Is the EU-China investment deal dead? It was last week sunk down by 599 votes to 30 in the European Parliament, but that’s not being taken very seriously in Beijing if the national press is anything to go by. China’s state media is a fair proxy for what the famously opaque ruling party is thinking, and it has been calm in its analysis. All this offers an interesting insight into how China sees Europe.
For China’s press, European protests – even the vote – are just hot air. It points out that background work on the deal continues to go ahead. So the legal text for the supposedly dead EU-China deal is still being reviewed, finalised and translated into the EU’s 24 official languages – which will be early next year. By which point, Emmanuel Macron will be holding the European Council presidency. ‘I expect that the conversation surrounding the deal will return to impartiality and rationality’, said Zhou Xiaoyan, an Tsinghua University academic commented to Xinhua News Agency.

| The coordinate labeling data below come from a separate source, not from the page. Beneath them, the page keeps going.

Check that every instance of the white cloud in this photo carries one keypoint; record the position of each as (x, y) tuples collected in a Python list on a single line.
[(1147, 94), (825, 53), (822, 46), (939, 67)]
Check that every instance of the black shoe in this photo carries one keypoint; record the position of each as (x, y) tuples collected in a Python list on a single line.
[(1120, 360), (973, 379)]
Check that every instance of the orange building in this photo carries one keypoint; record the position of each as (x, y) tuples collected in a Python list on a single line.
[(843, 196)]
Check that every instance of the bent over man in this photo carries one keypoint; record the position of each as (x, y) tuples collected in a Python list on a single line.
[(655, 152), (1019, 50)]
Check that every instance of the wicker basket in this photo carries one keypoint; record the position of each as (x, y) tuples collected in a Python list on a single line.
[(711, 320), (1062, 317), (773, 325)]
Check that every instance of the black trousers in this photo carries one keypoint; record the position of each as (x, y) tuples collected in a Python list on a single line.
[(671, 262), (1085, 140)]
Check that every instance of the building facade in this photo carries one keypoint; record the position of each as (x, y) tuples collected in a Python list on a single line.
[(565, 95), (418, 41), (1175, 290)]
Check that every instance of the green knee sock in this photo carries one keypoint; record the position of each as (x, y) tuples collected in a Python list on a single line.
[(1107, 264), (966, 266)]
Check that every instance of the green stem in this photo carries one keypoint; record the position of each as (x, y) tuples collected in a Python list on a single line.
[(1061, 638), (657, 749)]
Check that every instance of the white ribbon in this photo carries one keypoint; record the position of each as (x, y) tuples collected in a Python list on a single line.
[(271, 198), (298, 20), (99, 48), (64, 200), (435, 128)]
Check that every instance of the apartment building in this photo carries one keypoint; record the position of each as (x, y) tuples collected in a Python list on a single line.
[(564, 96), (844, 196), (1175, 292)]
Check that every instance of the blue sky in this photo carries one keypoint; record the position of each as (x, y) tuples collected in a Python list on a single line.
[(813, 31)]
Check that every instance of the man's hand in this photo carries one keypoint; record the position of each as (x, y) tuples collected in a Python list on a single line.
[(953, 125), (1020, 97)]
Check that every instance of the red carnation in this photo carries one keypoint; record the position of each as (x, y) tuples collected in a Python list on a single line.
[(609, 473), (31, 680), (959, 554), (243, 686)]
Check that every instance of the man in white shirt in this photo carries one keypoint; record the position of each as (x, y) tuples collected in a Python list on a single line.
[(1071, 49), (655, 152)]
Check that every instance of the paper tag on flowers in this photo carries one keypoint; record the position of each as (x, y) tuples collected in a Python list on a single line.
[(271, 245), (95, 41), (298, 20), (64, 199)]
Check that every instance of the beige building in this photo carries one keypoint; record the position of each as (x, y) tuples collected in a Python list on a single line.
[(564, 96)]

The feeling in China is that, for all of the drama in the European Parliament, the French and Germans want this to go ahead – and will get their way in the end. ‘It must be said that Germany’s understanding of the situation is much deeper than many European countries’, one writes, and ‘Thankfully, one EU country has maintained its rationality’, another said. In China, Angela Merkel has long been respected as a stable politician with the right priorities – i.e., not one to let a fuss about human rights get in the way of a good trade deal. Her campaign for building another massive gas pipe to Russia, Nord Stream 2, has come in defiance of outrage in the European Parliament. This will be closely followed in China.
But there is one threat. The incisive business paper, Caixin, points out that Merkel will soon be gone – and perhaps replaced by the Green Party’s Annalena Baerbock. ‘The vocal German Greens, who have been quite critical of the investment deal, may well be part of Germany’s next government, if not the leading coalition partner,’ it says. She certainly is vocal, having initiated an European Parliament resolution condemning human rights violations in Xinjiang, which paved the way for the EU’s sanctions on Chinese officials earlier this year.
China has always had trouble understanding why human rights concerns should play a part in trade talks or foreign policy at large. The commentary in state media assumes that leaders have to go through the motions, perhaps to assuage a domestic audience, but will ultimately seek a deal with Beijing. This mercantilist view risks underestimating the genuine strength of feeling over the Xinjiang issue. This might go some way to explain why China slapped sanctions on such a cross-section of British and European politicians. What was seen as a counter-productive move in the West makes more sense if you think, as the Chinese do, that human rights concerns are just noise in international trade.
For years Beijing has done well out of former Chinese leader Deng Xiaoping’s foreign policy maxim of ‘hide your strength, bide your time’. The CCP may not be keen on hiding its strength anymore, but when it comes to this investment deal (already seven years in the making), it is willing to bide a little more time. It is betting that, in the end, money will speak loudest in Europe. At the end of the day, it may even be right.